二人きりでベンチに座りながら、風を待ちつつ暑さを堪えていると、エメリアが汗ばんだ額を抑えながらポツリと口を開いた。
「こうやって二人で公園にいると、昔のことを思い出さない?」
「あぁ…昔は楽しかったね」
シャルルには無論昔の思い出などないが、エメリアに話を合わせた。
「私あの頃ね、本当にシャル君に会えるのだけが楽しみで生きてたんだよ」
そう言ったエメリアの瞳が深紫色から、もっと深く、
深い深い黒色に変わっていくような気がするのをシャルルは見つめていた。
「子供の時の最初の思い出ってあるじゃない?私にとってはそれはおじさんの拳。お父さんじゃなくておじさんね、毎日家にいるとおじさんに殴られたの」
エメリアの突然の悲しい告白にシャルルはごくりと唾を飲んだ後、小さく彼女の名前を呟いただけだった。

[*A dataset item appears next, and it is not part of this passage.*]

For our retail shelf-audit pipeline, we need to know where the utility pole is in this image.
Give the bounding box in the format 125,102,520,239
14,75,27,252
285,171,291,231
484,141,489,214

「泣いたらまた殴られて、夜中に音を立てても殴られて、だから外でシャル君に会えるのだけが本当に楽しみで…楽しみだったの」
エメリアはそんな話をしながら大粒の涙を流していた。
静かに声も立てずに泣くその姿にも、彼女の生い立ちが垣間見える様なきがした。
シャルルは、本当は彼女の幼い頃にはそばにいてやれなかった、実際の少女時代がどれほど残酷で凄惨なものだったのかを想像するだけでも胸の奥に鉛の塊を捩じ込まれたように痛くなった。
そして強くエメリアを抱きしめた。
かつて何もしてあげられなかったことはどうしようもないけど、それでも強く強く抱きしめた。
エメリアの汗ばんで小刻みに震える背中の上にほんの少しだけ初夏の風が吹いた。